Reflection: Each (holy) other
To have not makes us grateful for what we have.
Imagine if life were one long bustling, rush-hour crowd of people who took no notice of one another. If nothing about each other were noteworthy or surprising or treasured. There’d be no culture, no community, no church/body of Christ. What a sterile, deadly world it would be.
It’s that kind of bereft world the Nobel Peace Prize winning author Elie Wiesel recounts. The death-camp world where at one point the dead were piled on top of the living in dark barracks. Where, in that hopeless silence, Elie heard strains of Beethoven. Hallucination it was not. “It was Juliek, my Polish comrade, playing his violin.…as if his soul had become his bow and his whole being was gliding over the strings.”*
Has some such sacred gift, some holy-other taken your breath away?
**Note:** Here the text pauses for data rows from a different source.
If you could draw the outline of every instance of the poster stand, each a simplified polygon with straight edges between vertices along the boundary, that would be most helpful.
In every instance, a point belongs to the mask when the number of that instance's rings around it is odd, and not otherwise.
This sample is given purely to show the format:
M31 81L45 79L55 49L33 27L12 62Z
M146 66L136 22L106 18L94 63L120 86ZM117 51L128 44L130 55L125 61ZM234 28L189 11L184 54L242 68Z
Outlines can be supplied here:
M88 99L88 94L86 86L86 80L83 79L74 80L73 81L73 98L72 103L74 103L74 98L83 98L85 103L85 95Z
Into this broken world snuck Light and Life, and then Spirit-spilt into our lives with gifts and potential to flourish in love. Look around and witness Christ’s dynamic sparks.
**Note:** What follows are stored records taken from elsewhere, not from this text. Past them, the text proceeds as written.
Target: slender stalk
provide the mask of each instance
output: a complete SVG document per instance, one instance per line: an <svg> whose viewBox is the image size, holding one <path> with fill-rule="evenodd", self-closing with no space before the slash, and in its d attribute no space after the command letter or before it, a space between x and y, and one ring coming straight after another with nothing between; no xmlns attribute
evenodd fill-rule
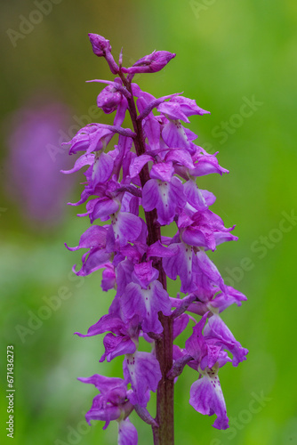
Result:
<svg viewBox="0 0 297 445"><path fill-rule="evenodd" d="M142 131L141 120L137 119L137 111L134 103L134 98L132 92L131 82L119 73L123 84L131 93L127 97L129 104L129 112L133 125L136 137L133 139L137 156L145 153L145 142ZM147 181L149 180L149 172L148 164L144 166L140 173L141 187L143 188ZM146 222L148 226L148 244L151 245L161 239L161 229L157 223L157 214L154 209L151 212L145 212ZM162 266L162 259L156 258L154 267L159 271L159 281L166 289L166 275ZM171 317L165 317L159 312L159 320L162 323L164 332L162 338L155 341L156 356L160 364L162 379L160 380L157 390L157 416L156 422L158 426L152 426L154 444L155 445L173 445L174 444L174 381L168 379L167 375L173 367L173 320Z"/></svg>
Prayer: O Thou who camest from above, the pure celestial fire to impart…confirm my heart’s desire to work and speak and think for thee;…[to] guard the holy fire, and still stir up thy gift in me. Ready for all thy perfect will, my acts of faith and love repeat, till death thy endless mercies seal, and make my sacrifice complete. (Hymn by Charles Wesley)
*Night by Elie Wiesel (By morning, Juliek was dead, as was his trampled violin.)